Great Uncle Fred, why do bananas have skins? (Anonymous, Autumn 2008)
Answer:
Eh? Why do bananas have skins? Without skins they would not be bananas! But seriously, if the edible part of the banana were exposed to the air and the plant had found some way to hold its seeds other than within its skin, then the insects and the birds and the beasties would have got there first, gobbled up all the bananas before humans had even invented the word "banana". A fruit is the ripened ovary of the plant. It grows from the plant`s flowers and it holds the plant`s seeds. Its purpose is to be eaten, spread the seeds far and wide, keep the species going. Even though most of the bananas we eat are especially bred not to hold seeds, the skin still does an excellent job protecting the bit we eat until we come to eat it.
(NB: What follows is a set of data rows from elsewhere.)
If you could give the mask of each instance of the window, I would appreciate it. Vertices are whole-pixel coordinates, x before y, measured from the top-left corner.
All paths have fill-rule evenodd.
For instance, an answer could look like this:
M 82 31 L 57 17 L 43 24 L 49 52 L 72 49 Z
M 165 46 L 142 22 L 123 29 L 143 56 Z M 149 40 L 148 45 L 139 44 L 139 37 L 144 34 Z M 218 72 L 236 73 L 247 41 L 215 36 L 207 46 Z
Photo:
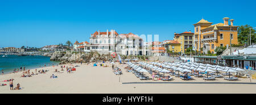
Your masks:
M 192 40 L 192 36 L 189 36 L 189 40 Z
M 223 39 L 223 34 L 222 33 L 220 34 L 220 37 L 221 39 Z

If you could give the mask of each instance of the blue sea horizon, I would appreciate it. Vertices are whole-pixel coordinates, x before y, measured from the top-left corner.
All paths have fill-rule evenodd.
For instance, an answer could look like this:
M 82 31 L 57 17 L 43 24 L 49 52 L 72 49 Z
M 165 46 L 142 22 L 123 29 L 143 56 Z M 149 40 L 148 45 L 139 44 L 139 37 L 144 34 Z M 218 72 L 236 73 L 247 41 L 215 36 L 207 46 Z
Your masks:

Also, of course, bananas are essentially comic and cheerful. As well as carbohydrates and other good things, they contain serotonin, which cheers us up and it helps that their yellowness and curviness is somehow so pleasing and delightful to see in the fruit bowl; they are unique, distinct. Their look, their image, the skin, encourages us to eat them, and that is all that a fruit can hope for. The grapefruit should learn a few things from the banana: grapefruits are so delicious but there is something about the skin which means they sit in the fruit bowl for weeks (they take ages to go off) until finally thrown away. One more thing - banana-skins really are very slippy and if bananas had no skins we would have to invent a whole new metaphor for the unexpected hazard. Oh yes, we need banana skins, humans as well as bananas.